Search type

Cathie Marsh Institute for Social Research

Computational Science using Big Data in R

Date: 15 February 2018

Time: 10am–4.30pm

Instructor: Peter Smyth

Level: Advanced
Fee: £195 (£140 for those from educational, government and charitable institutions). 

We offer up to five subsidised places at a reduced rate of £60 per course day to research staff and students within Humanities at The University of Manchester. These places are awarded in order of application. In some instances, such as for unfunded PhD students, we may be able to offer free or bursary places.

Please note: This is not guaranteed and is considered on a case-by-case basis. Please contact us for more information.


This course will introduce a workflow for working efficiently with large amounts of data in R, using data from the Human Mortality Database (HMD) and Human Fertility Database (HFD). Using both of these large databases in an extended case study, the course will show how the R packages plyr and purrr can be used to automate and speed up all stages of the quantitative social science workflow, from tidying and loading data from multiple sources, to producing dozens of separate analyses and data visualisations through a single chunk of code.

While working through the extended case study, related packages, processes and patterns for working with large-scale and complex data efficiently will be introduced, including packages like stringr, tidyr and dplyr for data management, and ‘piped coding’ approaches for making R code more ‘literate’: easier to write, understand and reason about.

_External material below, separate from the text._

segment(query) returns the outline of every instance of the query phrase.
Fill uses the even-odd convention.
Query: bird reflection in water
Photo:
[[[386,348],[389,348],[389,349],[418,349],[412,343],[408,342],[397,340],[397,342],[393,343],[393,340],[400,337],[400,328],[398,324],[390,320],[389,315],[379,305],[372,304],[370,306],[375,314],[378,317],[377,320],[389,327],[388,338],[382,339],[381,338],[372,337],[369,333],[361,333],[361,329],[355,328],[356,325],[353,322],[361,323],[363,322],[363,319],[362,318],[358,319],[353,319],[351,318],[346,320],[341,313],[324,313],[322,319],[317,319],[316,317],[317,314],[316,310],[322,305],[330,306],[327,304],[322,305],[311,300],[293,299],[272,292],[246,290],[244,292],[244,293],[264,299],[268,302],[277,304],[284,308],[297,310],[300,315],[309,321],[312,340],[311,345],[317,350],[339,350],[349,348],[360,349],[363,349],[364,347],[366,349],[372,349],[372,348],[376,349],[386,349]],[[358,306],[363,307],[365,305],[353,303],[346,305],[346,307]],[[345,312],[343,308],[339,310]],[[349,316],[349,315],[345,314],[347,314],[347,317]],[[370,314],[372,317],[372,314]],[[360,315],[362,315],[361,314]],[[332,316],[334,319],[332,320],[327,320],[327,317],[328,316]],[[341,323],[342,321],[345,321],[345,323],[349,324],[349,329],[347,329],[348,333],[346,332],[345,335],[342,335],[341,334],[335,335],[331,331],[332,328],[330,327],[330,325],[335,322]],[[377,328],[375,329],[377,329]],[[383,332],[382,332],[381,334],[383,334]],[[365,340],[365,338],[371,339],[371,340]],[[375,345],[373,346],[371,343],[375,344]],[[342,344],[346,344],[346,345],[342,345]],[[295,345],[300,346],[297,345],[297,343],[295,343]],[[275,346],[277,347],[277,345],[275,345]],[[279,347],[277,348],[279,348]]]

If you use the HMD and HFD, the code presented will likely be useful right away for your work. Even if you do not, the general patterns, concepts and methods introduced through the case study will help you think about how to manage large amounts of data and automate your own data workflows.

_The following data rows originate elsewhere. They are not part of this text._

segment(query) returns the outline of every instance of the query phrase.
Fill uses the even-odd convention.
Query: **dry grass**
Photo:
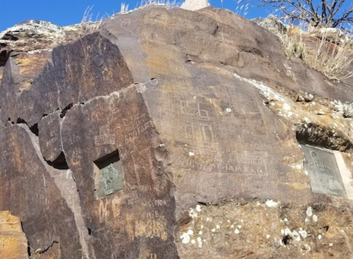
[[[328,31],[321,34],[319,38],[313,37],[300,26],[284,30],[273,20],[272,17],[261,25],[278,36],[288,59],[301,59],[309,67],[331,80],[340,81],[353,76],[353,71],[348,71],[353,61],[353,38],[347,36],[342,40],[339,33],[333,37]]]
[[[100,25],[102,24],[103,16],[100,18],[100,14],[98,13],[95,17],[95,19],[93,20],[93,13],[91,13],[92,8],[93,6],[88,6],[85,10],[81,22],[78,27],[78,37],[81,37],[88,33],[98,30]]]
[[[121,6],[120,9],[120,13],[126,13],[130,11],[140,9],[141,8],[146,7],[148,6],[156,5],[156,6],[165,6],[168,9],[173,7],[180,7],[181,5],[180,1],[176,0],[142,0],[140,3],[138,2],[136,6],[134,9],[128,11],[128,4],[125,3],[121,3]]]

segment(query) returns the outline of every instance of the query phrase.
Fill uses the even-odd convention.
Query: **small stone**
[[[276,207],[277,205],[278,205],[277,203],[274,202],[273,200],[266,200],[265,204],[266,205],[266,206],[270,207]]]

By the end of the course, you will:


  • Understand the difference between ‘piped’ and ‘standard’ R code, and why ‘piped’ expressions are closer to written and spoken language, and so easier to reason about, develop, and debug.
  • Understand the concept of the ‘data to information’ chain, and why you should think carefully about all stages in the sequence linking the acquisition of raw data to the development of new knowledge.
  • Have been introduced to the ‘tidy data’ paradigm for storing and working with standard, rectangular data.
  • Have reasoned through the challenges of loading data from multiple sources, and arranging and combining data into a tidy data target source.
  • Have been introduced to and applied the ‘split-apply-combine’ paradigm from plyr, and the functional programming paradigm from purrr, to achieve process automation in two related ways.
  • Be introduced to the pattern of solving programming tasks first in specific cases, and then of generalising these solutions to form functions which can be applied many times.
  • Understand how to automate the production of multiple figures and other outputs using both plyr and purrr.
  • Be able to use a pre-existing efficient data workflow when working with data from the HFD and HMD, and be ready to produce analogous workflows for other tasks and sources of data.


You must already be adept and comfortable using R in quantitative research, as well as willing to explore alternative approaches for working with R. Ideally, you should also be familiar with the RStudio integrated design environment for working with R. 

Recommended reading 

About the instructor

Peter Smyth is a Research Associate at the University of Manchester, based in the Cathie Marsh Institute. He has spent 35 years working in IT at various large and small commercial organisations before taking an MSc in Big Data Analytics at Sheffield Hallam University and moving into academia. In his previous roles he used any convenient programming environment to hand to solve problems. Now he teaches a variety of programming languages to help others to do the same.

He is a qualified Data and Software Carpentry instructor.